- Theatrical release poster
- Directed by: Ernie Barbarash
- Written by: Joshua James
- Produced by: Jonathan DuBois; Jeffrey Giles; Mike Leeder; Henry Luk; Michael Lurie; Kirk Shaw;
- Starring: Jean-Claude Van Damme; Charlotte Peters; Darren Shahlavi;
- Cinematography: Cliff Hokanson
- Edited by: Asim Nuraney
- Music by: Paul Michael Thomas
- Production companies: Ace Studio; Odyssey Media;
- Distributed by: Entertainment One
- Release date: May 15, 2015 (VOD);
- Running time: 104 minutes
- Country: Canada
- Language: English
- Budget: $7.5 million

= Pound of Flesh (2015 film) =

Pound of Flesh is a 2015 Canadian action film directed by Ernie Barbarash, and starring Jean-Claude Van Damme, Charlotte Peters, and Darren Shahlavi. It is the third collaboration between Van Damme and Barbarash (following Assassination Games in 2011 and Six Bullets in 2012).

==Plot==
Deacon, a former black-ops agent, is in Manila, Philippines awaiting an operation to donate his kidney to his dying niece. He awakens the day after the procedure to find he is a victim of organ theft. Stitched up and furious, Deacon descends from his opulent hotel in search of his stolen kidney and carves a blood-soaked path through the darkest corners of the city – brothels, fight clubs, back-alley black markets and elite billionaire estates.

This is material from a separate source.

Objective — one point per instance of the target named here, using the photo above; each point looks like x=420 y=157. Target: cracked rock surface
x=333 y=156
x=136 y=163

The clock is ticking for his niece and with each step he loses blood.

==Production==
===Filming===
Principal photography and production ended on May 24, 2014.

On January 14, 2015, Shahlavi died in his sleep at the age of 42. The film's end credits start with an In memoriam to him.

==Reception==
===Critical response===
On review aggregator website Rotten Tomatoes, the film holds an approval rating of 17%, based on 12 reviews, and an average rating of 3.7/10. On Metacritic, the film has a weighted average score of 41 out of 100, based on 5 critics, indicating "mixed or average reviews".